Holger Matzen, Senior Business Development Manager bei Voigt Logistik, verdeutlicht die besondere Relevanz der geplanten A 20: "Unser Firmensitz liegt zwar günstig an der A 7 in Neumünster, aber aus zwei entscheidenden Gründen brauchen wir die A 20." Als Flächenspediteur bedient das Unternehmen praktisch jeden Winkel Schleswig-Holsteins täglich. Bei der Nutzung der A 21 oder B404 als Tangente nach Lübeck stecken die Fahrer regelmäßig in Bad Segeberg im Stau.
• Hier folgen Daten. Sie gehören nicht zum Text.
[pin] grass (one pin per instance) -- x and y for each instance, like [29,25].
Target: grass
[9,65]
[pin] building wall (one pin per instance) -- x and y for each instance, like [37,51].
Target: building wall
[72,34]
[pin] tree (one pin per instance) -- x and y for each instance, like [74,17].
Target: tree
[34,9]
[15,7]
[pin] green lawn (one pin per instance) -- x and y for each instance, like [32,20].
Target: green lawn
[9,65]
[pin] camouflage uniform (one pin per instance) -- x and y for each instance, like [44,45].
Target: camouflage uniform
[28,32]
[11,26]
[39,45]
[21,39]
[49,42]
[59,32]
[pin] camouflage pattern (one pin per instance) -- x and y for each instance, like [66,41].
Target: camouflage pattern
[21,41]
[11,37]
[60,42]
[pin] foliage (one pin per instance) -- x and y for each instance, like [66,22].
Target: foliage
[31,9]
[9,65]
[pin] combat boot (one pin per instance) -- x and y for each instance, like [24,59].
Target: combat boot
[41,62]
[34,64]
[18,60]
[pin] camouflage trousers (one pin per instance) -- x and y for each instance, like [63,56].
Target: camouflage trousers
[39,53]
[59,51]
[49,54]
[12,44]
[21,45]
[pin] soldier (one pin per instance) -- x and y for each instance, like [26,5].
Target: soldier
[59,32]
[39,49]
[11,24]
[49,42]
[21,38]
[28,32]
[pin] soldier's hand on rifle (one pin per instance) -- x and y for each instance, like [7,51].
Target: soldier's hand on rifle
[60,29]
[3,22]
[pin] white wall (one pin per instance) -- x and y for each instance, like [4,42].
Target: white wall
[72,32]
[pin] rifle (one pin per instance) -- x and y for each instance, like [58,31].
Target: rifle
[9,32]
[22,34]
Zudem benötigen sie für Transporte in Richtung Osten nach Berlin, Polen und Tschechien über die B 205 häufig mehr Zeit als kalkuliert, denn diese Route ist überfüllt und leider auch unfallträchtig.
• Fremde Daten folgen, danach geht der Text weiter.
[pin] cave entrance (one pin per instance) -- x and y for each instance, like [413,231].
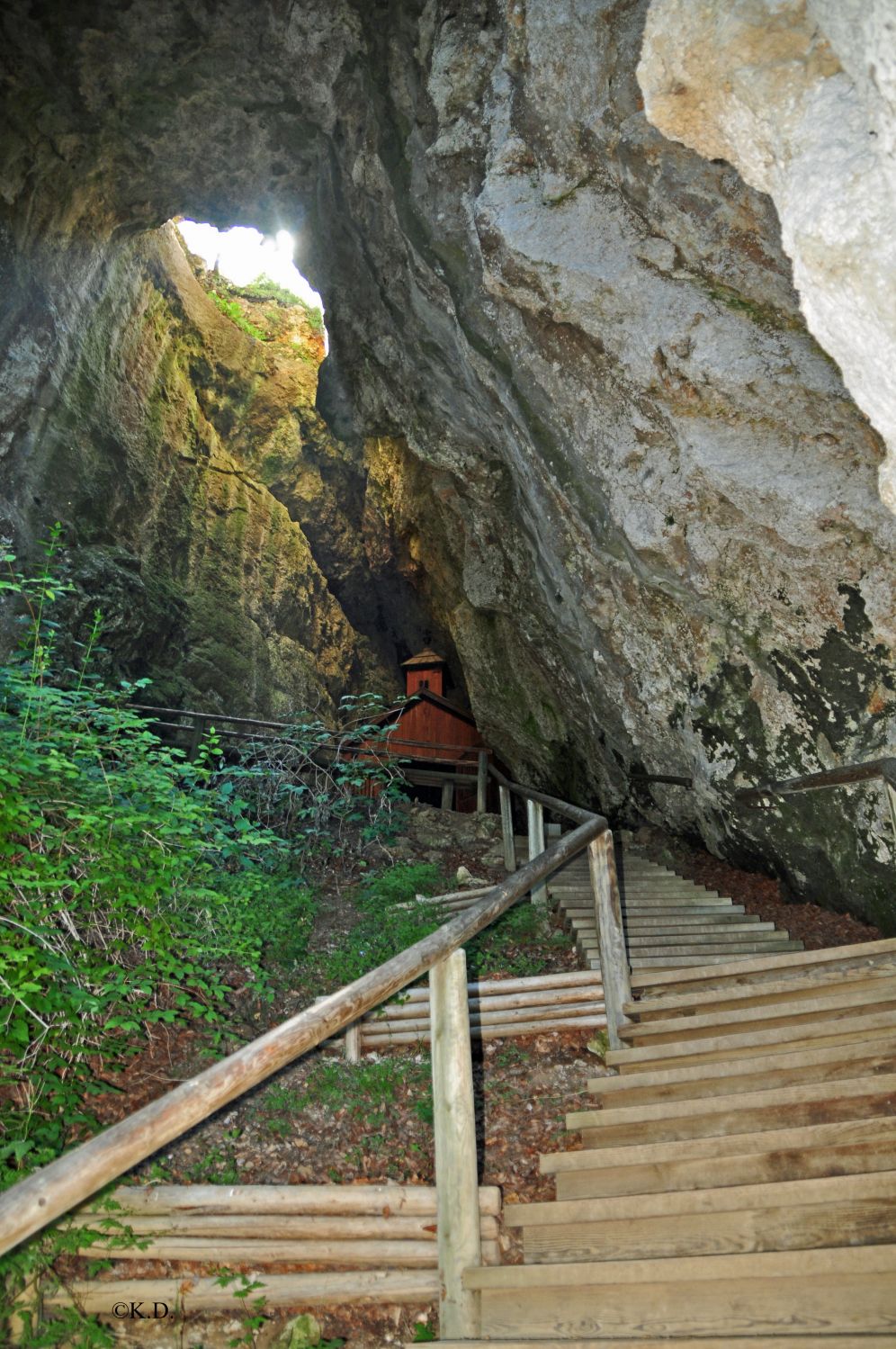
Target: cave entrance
[247,273]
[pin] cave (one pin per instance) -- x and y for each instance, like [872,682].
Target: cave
[590,419]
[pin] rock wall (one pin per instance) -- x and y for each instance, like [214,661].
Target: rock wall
[586,424]
[157,456]
[802,99]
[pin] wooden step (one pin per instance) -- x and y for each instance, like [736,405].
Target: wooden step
[757,1111]
[704,1201]
[752,1044]
[729,1343]
[667,965]
[685,930]
[838,1290]
[726,1078]
[674,950]
[757,994]
[863,956]
[790,1216]
[714,935]
[741,1168]
[723,921]
[833,1008]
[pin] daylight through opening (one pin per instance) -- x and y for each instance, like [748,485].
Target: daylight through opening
[248,269]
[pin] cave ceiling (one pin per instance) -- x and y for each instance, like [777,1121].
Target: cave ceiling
[569,386]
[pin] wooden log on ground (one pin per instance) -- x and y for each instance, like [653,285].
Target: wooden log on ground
[67,1182]
[327,1200]
[283,1227]
[262,1252]
[404,1287]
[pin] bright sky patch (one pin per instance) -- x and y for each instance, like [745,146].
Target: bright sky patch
[245,254]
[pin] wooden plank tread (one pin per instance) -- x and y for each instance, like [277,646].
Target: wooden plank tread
[831,1263]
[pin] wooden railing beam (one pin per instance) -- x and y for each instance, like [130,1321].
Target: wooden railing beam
[455,1136]
[614,961]
[59,1186]
[482,781]
[506,830]
[534,818]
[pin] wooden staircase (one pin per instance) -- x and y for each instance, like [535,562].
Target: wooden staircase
[669,922]
[737,1179]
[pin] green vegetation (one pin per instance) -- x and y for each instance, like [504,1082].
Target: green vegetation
[364,1090]
[231,310]
[139,888]
[515,945]
[385,927]
[264,288]
[262,291]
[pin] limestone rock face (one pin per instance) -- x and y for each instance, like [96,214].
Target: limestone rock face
[579,416]
[802,99]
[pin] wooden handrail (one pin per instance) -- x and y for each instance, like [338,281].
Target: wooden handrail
[75,1176]
[847,775]
[553,803]
[671,778]
[288,726]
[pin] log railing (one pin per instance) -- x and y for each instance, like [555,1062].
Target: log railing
[459,765]
[73,1178]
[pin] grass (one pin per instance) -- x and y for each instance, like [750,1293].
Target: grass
[366,1092]
[231,310]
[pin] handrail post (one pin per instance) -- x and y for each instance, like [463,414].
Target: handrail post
[614,958]
[482,781]
[534,818]
[891,802]
[455,1129]
[506,829]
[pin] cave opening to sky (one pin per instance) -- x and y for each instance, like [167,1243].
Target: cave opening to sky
[245,256]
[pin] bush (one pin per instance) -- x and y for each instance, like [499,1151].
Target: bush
[231,310]
[138,886]
[264,288]
[385,929]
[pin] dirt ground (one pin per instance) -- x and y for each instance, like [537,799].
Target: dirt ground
[323,1120]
Die Verzögerungen haben erhebliche wirtschaftliche Konsequenzen. "Jede Stunde im Stau schmerzt, denn auch wir können nur von morgens bis abends arbeiten", erklärt Matzen. Das Unternehmen will Lenk- und Pausenzeiten für seine Mitarbeitenden einhalten und Liefertermine der Kunden erfüllen. Wenn sich Zeitfenster schließen und nicht mehr auf- oder abgeladen werden kann, wird wertvolle Arbeitskraft verschwendet.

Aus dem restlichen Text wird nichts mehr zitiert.